Hello Alex,
I found a bug in the dialog module, the profile size is integer and the variable was set as string value. Can you get the trunk and test? I will backport afterwards, thanks,
Daniel
On 10/16/08 08:04, Alex Balashov wrote:
It would seem that the malloc for the script var occasionally fails, which may or may not be central to the issue:
[SWITCH] Relaying BYE from 210.23.22.23 to sip:2122222322@210.23.22.23 (DTAG=706 [SWITCH] [D] No dialog affinity for this BYE Oct 16 05:03:32 [8710] ERROR:core:set_var_value: out of pkg mem! Oct 16 05:03:32 [8710] ERROR:dialog:w_get_profile_size: cannot set svar [SWITCH] [D] Profile size for 7709600101 now: 0 [ONREPLY-ROUTE 2] Received 200 for BYE Relaying INVITE from 210.23.22.23 to sip:2122222322@210.23.22.23:5060 [D] Added new dialog for 7709600101 [ONREPLY-ROUTE 1] Provisional reply 100 received. [ONREPLY-ROUTE 1] 200 OK received for 7709600101 [ONREPLY-ROUTE 1] INVITE/200 is part of dialog for 7709600101 [ONREPLY-ROUTE 1] Dialog profile size is: > [SWITCH] Relaying ACK from 210.23.22.23 to sip:2122222322@210.23.22.23 (DTAG=706 [SWITCH] [D] No dialog affinity for this ACK Segmentation fault (core dumped)
Alex Balashov wrote:
I also have another interesting problem with the aforementioned configuration (http://pastebin.com/f28051a5).

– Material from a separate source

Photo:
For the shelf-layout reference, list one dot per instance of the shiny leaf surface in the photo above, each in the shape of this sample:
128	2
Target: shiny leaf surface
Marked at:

When I write the dialog profile size into an AVP, it works fine.
When I write it into a script var, i.e. replace $avp(S:dlg_sz) with $var(dlg_sz), it crashes:
Relaying INVITE from 210.23.22.23 to sip:2122222322@210.23.22.23:5060 [D] Added new dialog for 7709600101 [ONREPLY-ROUTE 1] Provisional reply 100 received. [ONREPLY-ROUTE 1] 200 OK received for 7709600101 [ONREPLY-ROUTE 1] INVITE/200 is part of dialog for 7709600101 Segmentation fault (core dumped)
GDB reveals:
Program received signal SIGSEGV, Segmentation fault. 0xb7e7f2f8 in strncpy () from /lib/i686/nosegneg/libc.so.6 (gdb) where #0 0xb7e7f2f8 in strncpy () from /lib/i686/nosegneg/libc.so.6 #1 0x080a4a07 in set_var_value (var=0x8188d98, value=0xbfae5f28, flags=<value o at script_var.c:122 #2 0xb7d6c4fe in w_get_profile_size (msg=0x81902b8, profile=0xb5ede180 "\034??\ value=0x818b6b8 "@?\030\b", result=0x818b6f8 "N") at dialog.c:668 #3 0x08054f15 in do_action (a=0x818b850, msg=0x81902b8) at action.c:850 #4 0x08053ed2 in run_action_list (a=0x818b5c8, msg=0x81902b8) at action.c:138 #5 0x08056365 in do_action (a=0x818bab8, msg=0x81902b8) at action.c:722 #6 0x08053ed2 in run_action_list (a=0x818b178, msg=0x81902b8) at action.c:138 #7 0x080572c2 in run_top_route (a=0x818b178, msg=0x81902b8) at action.c:118 #8 0xb7de3a64 in reply_received (p_msg=0x81902b8) at t_reply.c:1361 #9 0x08064793 in forward_reply (msg=0x81902b8) at forward.c:507 #10 0x08090d5b in receive_msg ( buf=0x81600e0 "SIP/2.0 200 OK\r\nVia: SIP/2.0/UDP 215.22.22.22;branch=z9hG4 08.52.173.18\r\nVia: SIP/2.0/UDP 198.225.86.10:5060;branch=z9hG4bKragjo0207gm0dc p:208.52."..., len=814, rcv_info=0xbfae65d4) at receive.c:203 #11 0x080cccfb in udp_rcv_loop () at udp_server.c:449 #12 0x0806b78d in main (argc=1, argv=0xbfae6764) at main.c:693
It would seem to me that there is some sort of buffer overflow issue that results in the garbage seen above.
Not sure that it makes a difference, but the glibc being linked against is a Xen-safe one that disables TLS functionality. This is all running inside a Xen DomU.